As you might have guessed, there has been local opposition from many quarters, through months of community meetings, with occasional protest demonstrations.  Even now it’s not quite a done deal, but it’s getting close.  For some, it all looks like just more shenanigans being played by the usual political and economic interests, which so often can be the rule with big-time sports in America, especially when it comes to new stadiums.  The LA story followed the usual historical script;  this story is radically different.  Maybe this reflects the current time and place, Boston in 2024.  In so many ways it’s an unlikely story, kind of an outlier in the long and checkered history of panem et circenses in America, where the corporate and political patriarchy has long held powerful sway.  Just look at the big networks in your local TV listings or take a run up and down the radio dial on any weekend, where it’s all ballgames (and ballgame analysis and ballgame talk shows and now gambling) all day long, the game being played depending on the season.  

The universe of distractions in this day and age, starting with people’s addiction to their phones and the internet, is a far grander and darker topic of the day than what is covered here.  And maybe you love sports in all its aspects, and it has brought you many great moments in your lifetime.  Distraction has its place when it comes to getting by in a troubling world, and maybe Juvenal had some of this in mind a couple of thousand years ago.  There can also be too much of a good thing, and too many trying to ignore the world around them just leads to more trouble of a more sinister kind.

The original “Greeting” desiged for large community events, that later became the zoo; will White Stadium finally fulfill the promise?

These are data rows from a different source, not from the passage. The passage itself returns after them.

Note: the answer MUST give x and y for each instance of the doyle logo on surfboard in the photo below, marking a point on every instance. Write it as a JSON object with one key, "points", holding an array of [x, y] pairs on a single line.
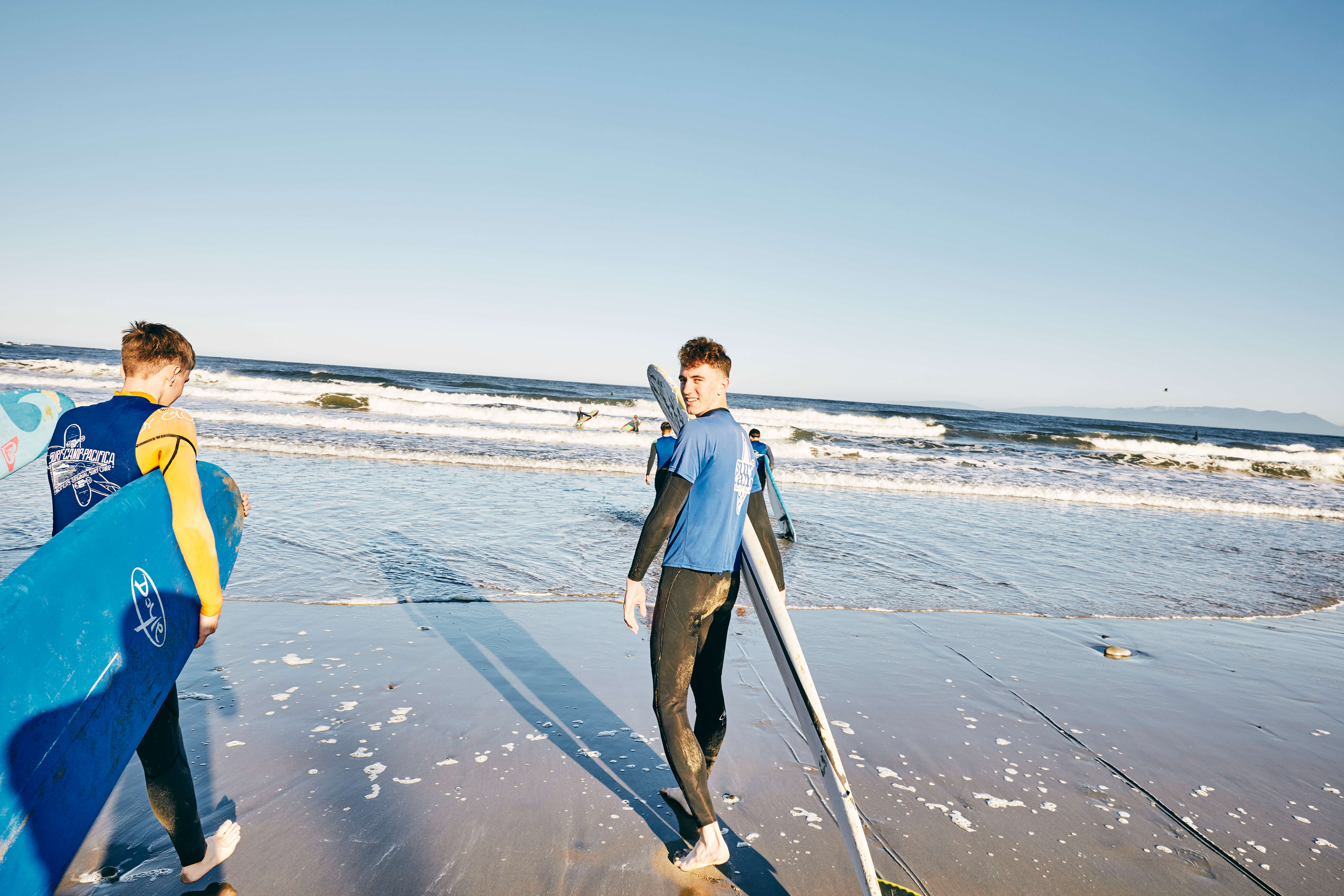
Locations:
{"points": [[150, 608]]}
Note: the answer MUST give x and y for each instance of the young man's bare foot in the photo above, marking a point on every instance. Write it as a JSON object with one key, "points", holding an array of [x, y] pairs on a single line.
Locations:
{"points": [[218, 848], [675, 794], [709, 851]]}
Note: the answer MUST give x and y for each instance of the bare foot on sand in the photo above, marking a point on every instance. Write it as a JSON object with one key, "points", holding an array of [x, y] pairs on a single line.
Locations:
{"points": [[678, 797], [218, 848], [709, 851]]}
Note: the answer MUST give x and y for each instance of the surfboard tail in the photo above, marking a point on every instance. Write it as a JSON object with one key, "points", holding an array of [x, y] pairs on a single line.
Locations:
{"points": [[807, 703]]}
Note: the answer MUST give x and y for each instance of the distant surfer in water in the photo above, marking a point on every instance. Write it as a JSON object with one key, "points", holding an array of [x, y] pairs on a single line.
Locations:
{"points": [[660, 455], [712, 487], [103, 448], [763, 452]]}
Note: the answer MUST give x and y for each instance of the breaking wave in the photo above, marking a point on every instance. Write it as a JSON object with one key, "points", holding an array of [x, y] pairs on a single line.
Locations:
{"points": [[1049, 494]]}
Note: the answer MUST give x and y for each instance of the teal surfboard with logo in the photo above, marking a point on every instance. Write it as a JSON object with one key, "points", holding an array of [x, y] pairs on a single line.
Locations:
{"points": [[95, 629], [27, 421]]}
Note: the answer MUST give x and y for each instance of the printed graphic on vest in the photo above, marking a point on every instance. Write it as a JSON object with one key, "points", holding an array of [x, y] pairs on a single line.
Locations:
{"points": [[81, 469], [150, 608]]}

The current beantown version certainly resembles the story of LA and the Dodgers.  History is not repeating itself but there’s clearly a rhyme at work, as Mark Twain might describe it. But it’s also very different.  This time it’s about women and soccer, and community process versus money and power, that traditionally has  crushed anything that opposes it.   If you question that, just ask the former occupants of Chavez Ravine.  The local story also happens to be about social and cultural progress, how times have changed in at least a few good ways.  And the new team, BOS Nation Football Club, may yet move in and fall flat on its financial face after a few years.  They’re taking a lot of chances with a very bold and radical plan.  I for one wish them good luck.  I can’t say as much for a few of our neighbors right now, and one can’t blame them for feeling pushed around a bit.  Our streets might become bedlam on game days. But if they knew the story of Dodger Stadium, maybe they’d feel some civic pride over how this is not that and be a bit less resentful, even if they’re not soccer fans.